Not surprisingly, that is how colleagues describe Gilliam.

“I don’t want to give the impression she is a superwoman, but she doggone sure is close,” says University of San Diego Vice Provost Regina Dixon-Reeves, who worked for Gilliam at the University of Chicago. “She has the capacity to think things through imaginatively and empowers people who work for her to dream and soar.”

While a faculty member at Chicago, Gilliam brought innovation to problem-solving. For example, she saw adolescents and communities of color in need of more control over their health and futures, and she found a way to bring faculty from varied disciplines together to develop evidence-based interventions and novel solutions. The measures included high schoolers as advisors and tools to reach young people where they are.

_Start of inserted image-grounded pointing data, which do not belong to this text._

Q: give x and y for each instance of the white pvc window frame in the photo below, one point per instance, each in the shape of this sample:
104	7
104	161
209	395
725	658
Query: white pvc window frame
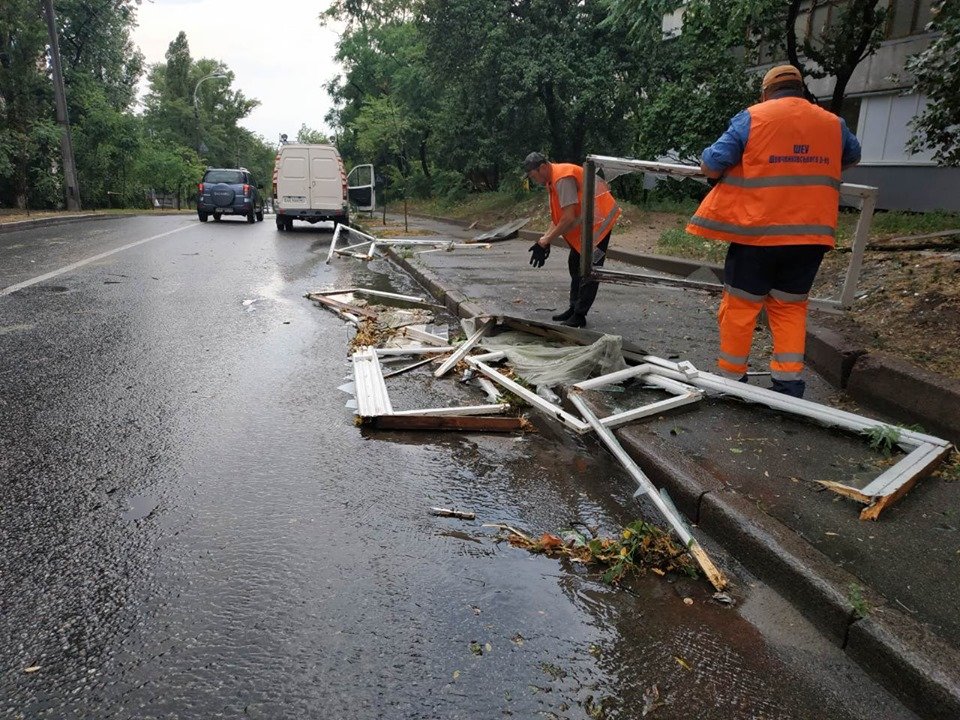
615	166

As a vice provost at Chicago, Gilliam developed similar “human-centered” approaches to recruit, develop and retain faculty. She also led programs in diversity and inclusion, defining diversity in broad terms to include race, income, military service, rural/urban living experiences, ability status and family exposure to college, among other dimensions.

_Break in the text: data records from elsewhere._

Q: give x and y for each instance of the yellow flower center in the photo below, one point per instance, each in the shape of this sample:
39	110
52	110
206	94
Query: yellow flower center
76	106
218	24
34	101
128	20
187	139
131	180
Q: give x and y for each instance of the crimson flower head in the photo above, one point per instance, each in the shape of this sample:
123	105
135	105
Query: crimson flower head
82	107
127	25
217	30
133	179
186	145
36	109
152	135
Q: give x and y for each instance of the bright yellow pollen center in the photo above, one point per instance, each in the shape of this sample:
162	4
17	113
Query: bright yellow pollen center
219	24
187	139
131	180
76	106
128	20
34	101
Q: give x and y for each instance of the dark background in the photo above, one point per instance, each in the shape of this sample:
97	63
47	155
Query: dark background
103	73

“She is going to do amazing things at Ohio State,” Dixon-Reeves predicts.

Gilliam would say it takes a team. As her career progressed, she realized she could magnify her impact by taking on leadership roles. “Building fantastic teams of people who can take on complex problems is the ultimate in impact,” she says.

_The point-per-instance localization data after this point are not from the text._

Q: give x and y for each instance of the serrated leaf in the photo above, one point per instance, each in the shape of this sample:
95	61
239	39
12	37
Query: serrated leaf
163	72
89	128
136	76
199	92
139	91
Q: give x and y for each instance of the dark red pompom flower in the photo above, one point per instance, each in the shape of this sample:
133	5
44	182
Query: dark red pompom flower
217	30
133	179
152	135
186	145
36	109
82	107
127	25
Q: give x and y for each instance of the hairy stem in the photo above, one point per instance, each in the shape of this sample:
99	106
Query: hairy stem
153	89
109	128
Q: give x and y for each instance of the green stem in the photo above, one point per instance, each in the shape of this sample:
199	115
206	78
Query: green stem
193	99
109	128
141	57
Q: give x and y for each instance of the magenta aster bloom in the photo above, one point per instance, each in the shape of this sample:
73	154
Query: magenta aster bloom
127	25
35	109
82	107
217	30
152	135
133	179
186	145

That will be key to implementing President Kristina M. Johnson’s vision to improve the university’s academic reputation, increase faculty and reduce student debt — goals Gilliam embraces.

She is focusing on academic excellence while recruiting 350 net new tenure-track faculty members. Within that goal is RAISE (Race, Inclusion and Social Equity), aimed at combating disparities by hiring faculty who consider inequities in health, the environment, the arts and creative expression, education with an emphasis on STEAM, justice and public safety, economic opportunity and leadership.

“We’re at an incredible moment in this country,” she says. “If we think about the importance of scholarship that has impact and can change society, scholars focused on service and impact are critical.”


 

Family molded her mindset

portrait of Dr. Melissa L. Gilliam

Dr. Melissa L. Gilliam doesn’t recall a time she wasn’t thinking about justice.

“Beginning when I was about 3 or 4 years old, I would see a problem and think, ‘It doesn’t have to be this way’ or ‘That person doesn’t have to have that experience,’” she says. “I’ve always believed deeply in human potential.”

The new provost says this outlook stems from the inspiration and empowerment imbued by her parents, journalist Dorothy Butler Gilliam and abstract artist Sam Gilliam, both renowned in their fields.

“With my parents,” she says, “I have real-life examples of people who grew up in very financially poor families but with no consideration that they shouldn’t do whatever they wanted to do.”

So they did. And Gilliam followed suit — as a researcher, a physician and an innovative leader in higher education.

At Ohio State, Gilliam is the first woman of color to serve as executive vice president and provost. Her mother was the first woman of color to be a reporter at The Washington Post.

“I saw my mom often being the only woman, the only woman of color, in a variety of settings,” she says. “You learn that’s kind of the way it might be, but you keep going anyway.”

Gilliam says growing up in Washington, D.C., and knowing friends of her family who were leaders in a variety of fields, also provided important influences.

“I never understood any of it was unusual. They all said, ‘You can do this.’”

Her father’s impact as an artist also was profound.

“Growing up around art is the most wonderful thing,” says Gilliam, who works in ceramics.

“You realize no matter what is happening in life, people still want to create things that are beautiful or challenging. You learn, if there’s art, there’s hope.”